Due to the prevailing uncertainty some families from Hayatabad Township had started to migrate to safer places in the city.

Army spokesman Major General Athar Abbas confirmed to dpa that the security operation was going on in Khyber Agency and the military would assist police and the paramilitary forces in the operation only if militant resistance was very strong.

"The situation in and around Peshawar was brewing for quite sometime and there were definitely some incursions into the city also, but I believe ... the situation has been exaggerated. It is not that alarming," he said.

The provincial government has ordered the Frontier Corps to start operation and the FC was in action at the moment, he added.

Supporters of Bagh also moved last week to strengthen their control along the Pakistan-Afghanistan highway, which is a used as a supply route by the North Atlantic Treaty Organization (NATO).

Hundreds of Bagh men also attacked the rival Ansarul Islam group in Tirah valley of Khyber Agency.

Four more people died on Saturday in the intense week-long clashes between the two groups, taking the death toll to around 50, Geo news channel reported. The similar number of people were injured.

The local administration in the semi-autonomous tribal area however could confirm only 25 deaths over the last six days.

Separately, in the north-east of Peshawar, five people were killed in renewed violence. Unknown gunmen shot dead three people on late Friday in Kabal area of the district, while police in the Matta area found the body of a person whose throat was slit.

According to local authorities a civilian violating curfew was killed by security forces.

In the neighbouring tribal district of Bajaur Agency, a beheaded body of an Afghan national was found.
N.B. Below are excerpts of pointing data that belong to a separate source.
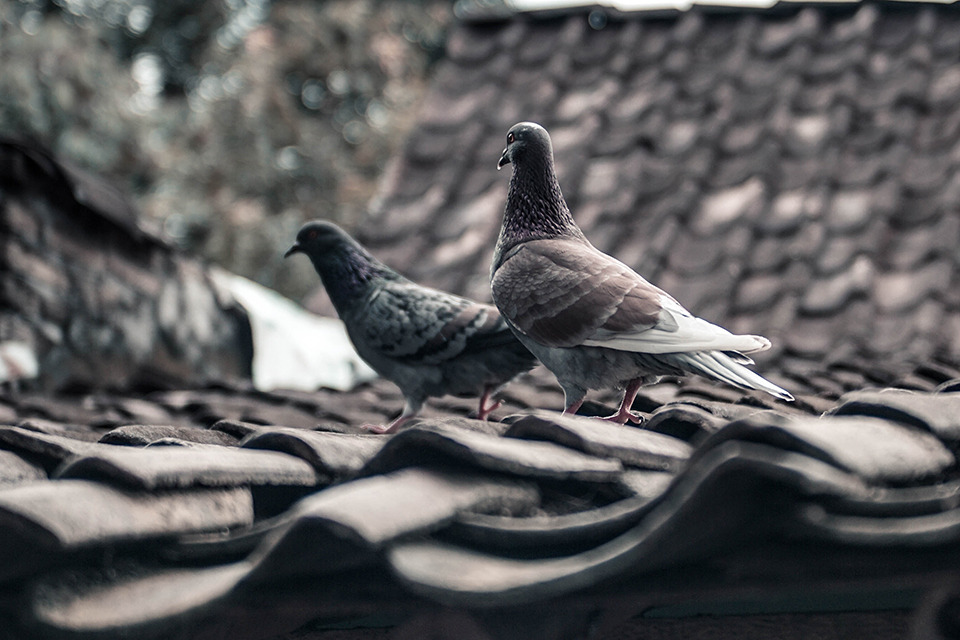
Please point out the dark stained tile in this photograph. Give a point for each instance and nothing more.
(43, 519)
(939, 414)
(336, 455)
(633, 447)
(16, 470)
(142, 435)
(885, 452)
(904, 290)
(521, 458)
(831, 294)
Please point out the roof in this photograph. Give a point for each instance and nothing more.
(785, 174)
(306, 519)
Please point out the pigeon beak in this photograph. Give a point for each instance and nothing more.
(504, 159)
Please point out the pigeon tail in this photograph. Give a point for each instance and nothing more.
(720, 366)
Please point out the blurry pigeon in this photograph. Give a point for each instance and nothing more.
(588, 317)
(427, 342)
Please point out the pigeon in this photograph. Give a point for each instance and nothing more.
(427, 342)
(589, 318)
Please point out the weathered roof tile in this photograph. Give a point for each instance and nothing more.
(633, 447)
(883, 453)
(334, 454)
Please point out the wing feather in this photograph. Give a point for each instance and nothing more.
(566, 293)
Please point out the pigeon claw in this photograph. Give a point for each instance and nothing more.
(375, 428)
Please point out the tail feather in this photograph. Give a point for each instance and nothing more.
(721, 366)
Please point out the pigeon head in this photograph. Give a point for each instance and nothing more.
(317, 238)
(345, 267)
(535, 205)
(526, 140)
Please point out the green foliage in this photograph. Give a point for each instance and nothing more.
(231, 123)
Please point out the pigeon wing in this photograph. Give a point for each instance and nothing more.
(566, 293)
(417, 325)
(561, 293)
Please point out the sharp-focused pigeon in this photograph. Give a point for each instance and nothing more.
(592, 320)
(427, 342)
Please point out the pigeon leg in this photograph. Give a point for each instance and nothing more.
(572, 398)
(573, 408)
(624, 414)
(386, 428)
(484, 411)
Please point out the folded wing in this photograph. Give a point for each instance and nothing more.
(566, 293)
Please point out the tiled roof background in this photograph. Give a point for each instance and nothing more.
(789, 174)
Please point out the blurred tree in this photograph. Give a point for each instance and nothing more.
(231, 122)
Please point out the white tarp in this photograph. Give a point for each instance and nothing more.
(293, 348)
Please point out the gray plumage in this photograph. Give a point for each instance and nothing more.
(588, 317)
(427, 342)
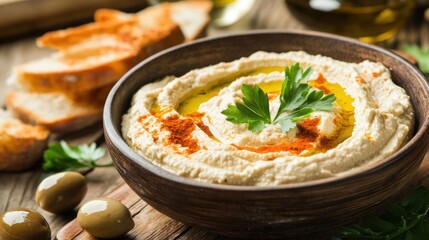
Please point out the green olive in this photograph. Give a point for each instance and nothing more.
(61, 192)
(23, 224)
(105, 218)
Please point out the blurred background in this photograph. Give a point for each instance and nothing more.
(373, 21)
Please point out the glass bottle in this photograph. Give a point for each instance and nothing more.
(372, 21)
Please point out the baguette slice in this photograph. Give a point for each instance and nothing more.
(192, 16)
(57, 111)
(21, 145)
(76, 71)
(97, 54)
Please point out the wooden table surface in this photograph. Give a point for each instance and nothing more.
(18, 189)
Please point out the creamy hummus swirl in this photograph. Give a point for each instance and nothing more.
(177, 123)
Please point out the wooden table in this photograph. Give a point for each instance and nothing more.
(17, 189)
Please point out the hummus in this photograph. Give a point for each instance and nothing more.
(177, 123)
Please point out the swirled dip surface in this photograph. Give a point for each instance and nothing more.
(177, 123)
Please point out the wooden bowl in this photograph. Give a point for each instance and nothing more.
(300, 210)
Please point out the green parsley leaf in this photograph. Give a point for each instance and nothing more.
(63, 157)
(421, 54)
(297, 101)
(406, 220)
(255, 110)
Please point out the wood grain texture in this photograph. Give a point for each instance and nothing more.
(18, 189)
(147, 220)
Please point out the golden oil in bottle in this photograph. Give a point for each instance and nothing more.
(372, 21)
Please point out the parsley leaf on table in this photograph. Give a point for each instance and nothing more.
(406, 220)
(421, 54)
(63, 157)
(297, 101)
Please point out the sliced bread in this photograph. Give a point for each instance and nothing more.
(97, 54)
(21, 145)
(192, 16)
(57, 111)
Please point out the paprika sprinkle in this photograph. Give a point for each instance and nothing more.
(308, 133)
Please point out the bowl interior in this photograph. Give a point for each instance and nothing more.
(181, 59)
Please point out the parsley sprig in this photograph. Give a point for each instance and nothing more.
(297, 101)
(406, 220)
(63, 157)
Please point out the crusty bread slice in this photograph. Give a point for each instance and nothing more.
(97, 54)
(192, 16)
(57, 111)
(21, 145)
(75, 71)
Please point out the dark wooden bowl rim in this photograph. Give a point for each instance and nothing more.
(117, 140)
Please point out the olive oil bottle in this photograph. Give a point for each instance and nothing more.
(372, 21)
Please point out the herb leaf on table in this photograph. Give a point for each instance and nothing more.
(406, 220)
(63, 157)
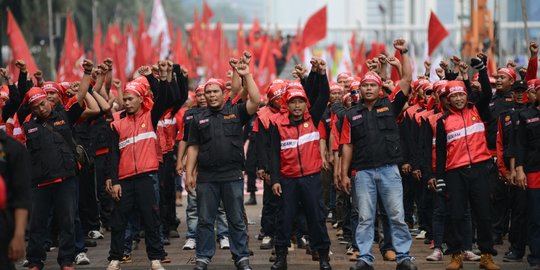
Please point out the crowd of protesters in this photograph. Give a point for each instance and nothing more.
(364, 154)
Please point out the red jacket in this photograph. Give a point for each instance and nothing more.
(138, 144)
(465, 138)
(300, 154)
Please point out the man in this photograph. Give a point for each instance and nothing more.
(134, 161)
(371, 147)
(463, 163)
(49, 140)
(14, 199)
(296, 165)
(215, 159)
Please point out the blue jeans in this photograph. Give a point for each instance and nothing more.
(191, 219)
(209, 196)
(386, 182)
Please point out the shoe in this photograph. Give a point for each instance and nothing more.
(435, 256)
(95, 235)
(190, 244)
(486, 262)
(361, 265)
(126, 259)
(224, 243)
(354, 256)
(200, 265)
(90, 243)
(497, 239)
(174, 234)
(281, 259)
(421, 235)
(406, 264)
(389, 255)
(456, 262)
(82, 259)
(512, 257)
(243, 265)
(267, 243)
(114, 265)
(470, 256)
(324, 259)
(156, 265)
(252, 199)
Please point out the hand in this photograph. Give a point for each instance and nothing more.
(108, 186)
(276, 189)
(246, 57)
(393, 61)
(444, 65)
(144, 70)
(117, 83)
(440, 73)
(427, 65)
(432, 184)
(242, 69)
(108, 62)
(345, 184)
(417, 174)
(20, 64)
(406, 168)
(117, 192)
(533, 48)
(16, 248)
(463, 67)
(400, 44)
(233, 62)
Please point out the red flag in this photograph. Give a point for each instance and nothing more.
(18, 45)
(315, 28)
(97, 44)
(69, 68)
(436, 33)
(207, 13)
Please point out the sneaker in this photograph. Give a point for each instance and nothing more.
(156, 265)
(95, 235)
(486, 262)
(190, 244)
(126, 259)
(114, 265)
(435, 256)
(511, 256)
(470, 256)
(421, 235)
(224, 243)
(82, 259)
(267, 243)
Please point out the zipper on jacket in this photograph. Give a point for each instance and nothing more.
(298, 150)
(466, 141)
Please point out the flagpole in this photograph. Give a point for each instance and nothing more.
(52, 55)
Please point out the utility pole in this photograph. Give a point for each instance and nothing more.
(52, 55)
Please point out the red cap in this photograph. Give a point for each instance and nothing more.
(372, 77)
(34, 96)
(218, 82)
(454, 87)
(510, 73)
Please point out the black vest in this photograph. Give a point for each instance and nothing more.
(51, 153)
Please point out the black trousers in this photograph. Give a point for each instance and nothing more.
(137, 195)
(88, 200)
(167, 193)
(307, 191)
(469, 186)
(269, 211)
(518, 219)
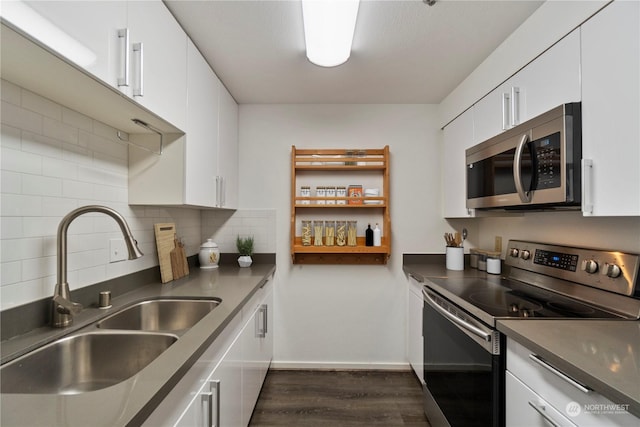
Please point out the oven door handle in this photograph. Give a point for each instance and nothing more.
(459, 322)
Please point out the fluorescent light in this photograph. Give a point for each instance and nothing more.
(38, 27)
(328, 30)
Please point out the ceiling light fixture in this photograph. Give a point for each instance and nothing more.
(328, 30)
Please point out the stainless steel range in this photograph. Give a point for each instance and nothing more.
(463, 351)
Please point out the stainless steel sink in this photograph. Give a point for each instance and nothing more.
(83, 362)
(161, 315)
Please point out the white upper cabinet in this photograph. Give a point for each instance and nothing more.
(158, 60)
(610, 111)
(228, 160)
(86, 33)
(458, 136)
(201, 158)
(550, 80)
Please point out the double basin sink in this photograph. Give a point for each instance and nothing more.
(106, 352)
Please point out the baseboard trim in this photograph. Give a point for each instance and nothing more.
(342, 366)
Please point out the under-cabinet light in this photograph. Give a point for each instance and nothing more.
(328, 30)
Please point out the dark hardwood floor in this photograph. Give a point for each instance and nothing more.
(339, 398)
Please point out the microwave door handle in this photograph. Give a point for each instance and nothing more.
(525, 196)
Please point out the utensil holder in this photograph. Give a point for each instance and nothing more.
(455, 258)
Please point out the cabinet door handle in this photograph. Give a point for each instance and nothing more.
(207, 399)
(139, 49)
(540, 361)
(515, 106)
(505, 111)
(215, 401)
(123, 34)
(587, 186)
(261, 322)
(542, 410)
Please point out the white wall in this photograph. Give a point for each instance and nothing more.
(344, 316)
(54, 160)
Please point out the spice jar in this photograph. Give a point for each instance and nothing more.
(329, 233)
(306, 233)
(352, 233)
(317, 232)
(341, 192)
(305, 191)
(341, 233)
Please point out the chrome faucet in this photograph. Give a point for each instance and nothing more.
(63, 307)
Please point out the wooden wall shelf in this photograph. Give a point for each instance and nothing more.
(324, 163)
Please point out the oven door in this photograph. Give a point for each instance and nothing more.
(463, 367)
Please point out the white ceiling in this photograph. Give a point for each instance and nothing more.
(404, 51)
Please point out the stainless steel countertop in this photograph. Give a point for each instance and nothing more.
(581, 348)
(131, 401)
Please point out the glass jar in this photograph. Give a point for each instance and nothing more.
(329, 233)
(320, 192)
(306, 233)
(318, 227)
(305, 191)
(341, 192)
(330, 192)
(341, 233)
(352, 230)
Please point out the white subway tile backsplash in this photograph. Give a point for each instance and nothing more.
(41, 186)
(52, 161)
(19, 161)
(10, 137)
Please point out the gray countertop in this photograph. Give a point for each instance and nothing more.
(131, 401)
(603, 354)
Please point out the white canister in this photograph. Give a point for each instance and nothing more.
(493, 266)
(209, 254)
(455, 258)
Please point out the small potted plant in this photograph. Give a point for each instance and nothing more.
(245, 249)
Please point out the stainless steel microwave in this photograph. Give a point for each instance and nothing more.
(535, 165)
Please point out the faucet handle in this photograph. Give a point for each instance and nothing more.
(65, 306)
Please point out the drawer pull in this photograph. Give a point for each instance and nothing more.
(542, 410)
(583, 388)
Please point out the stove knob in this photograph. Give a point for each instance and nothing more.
(611, 270)
(590, 266)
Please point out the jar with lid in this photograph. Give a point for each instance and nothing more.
(305, 191)
(341, 233)
(209, 255)
(318, 227)
(341, 192)
(330, 192)
(306, 233)
(329, 233)
(321, 192)
(352, 230)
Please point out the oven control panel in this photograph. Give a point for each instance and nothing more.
(608, 270)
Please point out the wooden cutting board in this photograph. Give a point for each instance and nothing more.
(166, 245)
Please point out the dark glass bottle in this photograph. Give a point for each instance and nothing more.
(368, 236)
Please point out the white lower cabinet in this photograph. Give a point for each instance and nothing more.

A letter attached to the body accused the man of spying for the Americans.

Militancy has risen in north-west Pakistan since the new government opened peace talks with the militants under revision of what it called "hard-handed" policies of President Pervez Musharraf, a key US ally in its international fight against terrorism.

The move raised concerns in Washington and other NATO capitals that the peace accords would only provide rebels the opportunity to regroup and strike international forces across the border in Afghanistan and Pakistani troops inside the country.

Meanwhile, Baitullah Mehsud, a leader of militant umbrella organization Tehrik-i-Talban Pakistan (Taliban Movement in Pakistan), suspended peace talks with the government following the security operation.

"We will not talk to the government until the government stops operation against Taliban in Khyber Agency," he told reporters in Peshawar by telephone.

Analysts believe the operation would see a repeat of the suicide bombings campaign that killed more than 4,000 people, including 1,000 security personnel, in last 15 months, dpa reported.